Comment by Animats - Hacker Neue

Animats Jul 3, 2015 parent

I've argued in the past for an intermediate position, especially for HTML. Browsers should be moderately tolerant of bad HTML. But rather than trying to handle errors invisibly, they should revert to a simplified rendering system intended to get the content across without the decorative effects. After the first error, a browser might stop processing further Javascript, display a red band indicating defective HTML, and display all text in the default font. It might also report the error to the server in some way.

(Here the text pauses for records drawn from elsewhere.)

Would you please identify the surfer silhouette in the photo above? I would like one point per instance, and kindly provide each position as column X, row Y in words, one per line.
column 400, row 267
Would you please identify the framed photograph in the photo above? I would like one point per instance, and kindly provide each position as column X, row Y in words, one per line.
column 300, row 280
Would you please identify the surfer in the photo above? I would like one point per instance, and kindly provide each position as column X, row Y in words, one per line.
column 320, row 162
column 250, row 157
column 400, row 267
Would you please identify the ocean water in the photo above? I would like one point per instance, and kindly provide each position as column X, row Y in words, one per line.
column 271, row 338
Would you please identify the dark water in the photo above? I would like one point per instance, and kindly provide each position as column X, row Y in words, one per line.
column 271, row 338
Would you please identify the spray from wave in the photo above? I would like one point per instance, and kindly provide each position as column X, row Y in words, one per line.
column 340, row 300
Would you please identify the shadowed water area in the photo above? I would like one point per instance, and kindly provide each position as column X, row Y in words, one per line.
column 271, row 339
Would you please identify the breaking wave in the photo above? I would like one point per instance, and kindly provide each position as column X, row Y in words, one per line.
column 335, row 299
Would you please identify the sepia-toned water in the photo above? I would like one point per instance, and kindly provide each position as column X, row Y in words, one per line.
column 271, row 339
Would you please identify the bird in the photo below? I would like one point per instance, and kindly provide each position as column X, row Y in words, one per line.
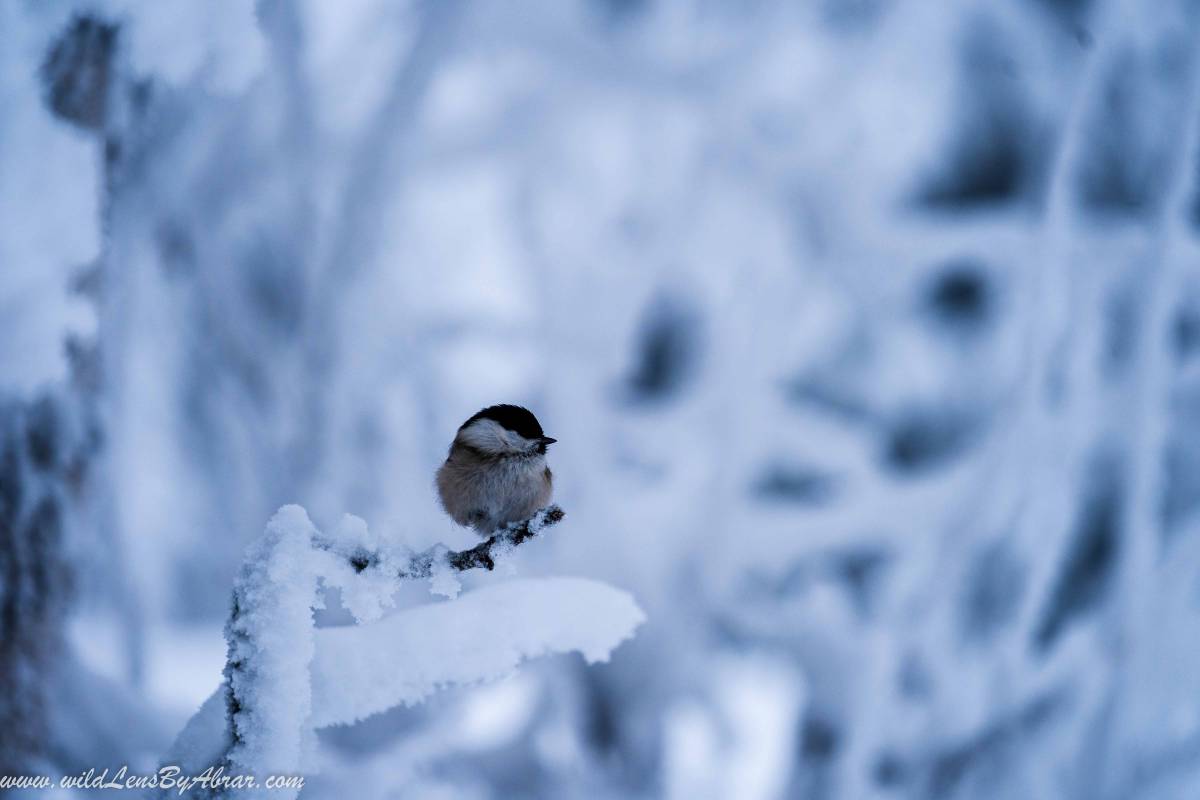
column 496, row 471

Read through the error-recovery specification for HTML5. It's many pages of defined tolerance for old bugs. Then read the charset-guessing specification for HTML5, which is wildly ambiguous. (Statistical analysis of the document to guess the charset is suggested.) The spec should have mandated a charset parameter in the header a decade ago. If there's no charset specification, documents should render in ASCII with hex for values > 127.

dagw Jul 3, 2015

You've got two browsers to chose from. One that handles every site you visit without a problem, one which throws a bunch of obscure error messages on about 20% of the sites you visit.

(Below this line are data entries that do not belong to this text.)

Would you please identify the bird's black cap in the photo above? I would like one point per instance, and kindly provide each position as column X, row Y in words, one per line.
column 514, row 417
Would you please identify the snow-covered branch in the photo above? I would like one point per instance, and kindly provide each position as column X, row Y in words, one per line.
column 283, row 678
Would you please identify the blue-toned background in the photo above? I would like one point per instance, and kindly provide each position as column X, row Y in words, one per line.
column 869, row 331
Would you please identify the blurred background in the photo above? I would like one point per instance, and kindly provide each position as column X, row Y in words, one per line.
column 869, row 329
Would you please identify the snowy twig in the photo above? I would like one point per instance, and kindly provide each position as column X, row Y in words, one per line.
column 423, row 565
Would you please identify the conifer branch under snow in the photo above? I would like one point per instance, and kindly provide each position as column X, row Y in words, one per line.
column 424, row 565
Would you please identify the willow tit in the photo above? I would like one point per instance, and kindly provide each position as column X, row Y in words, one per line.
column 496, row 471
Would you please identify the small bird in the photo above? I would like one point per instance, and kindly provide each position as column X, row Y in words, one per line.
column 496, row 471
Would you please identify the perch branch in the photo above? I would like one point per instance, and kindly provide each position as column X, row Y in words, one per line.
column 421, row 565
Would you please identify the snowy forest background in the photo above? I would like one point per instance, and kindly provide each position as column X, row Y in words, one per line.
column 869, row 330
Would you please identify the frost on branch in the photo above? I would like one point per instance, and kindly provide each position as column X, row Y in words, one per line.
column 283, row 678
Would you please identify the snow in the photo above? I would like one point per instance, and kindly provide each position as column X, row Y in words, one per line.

Which do you think most people will chose?

femto113 Jul 3, 2015

I think this would have been great if done from the beginning, but even in early versions of Mosaic malformed HTML would still appear "correct" visually, and since once it looked ok most people figured it was ok we've been buried under broken HTML from the beginning. The idea that the browser "handles every site without a problem" is slightly misleading though, since even if everything looks ok the user is paying a price of lower performance and a slower pace of innovation as browser developers devote huge amounts of time, money, and attention to not puking on all that broken HTML.

comex Jul 3, 2015

To a large degree this is it. Nobody bats an eye if a misplaced quote somewhere in a Python program causes the whole program to fail to start, but XHTML breaking pages on syntax errors was considered a terrible idea because the old way worked fine(tm).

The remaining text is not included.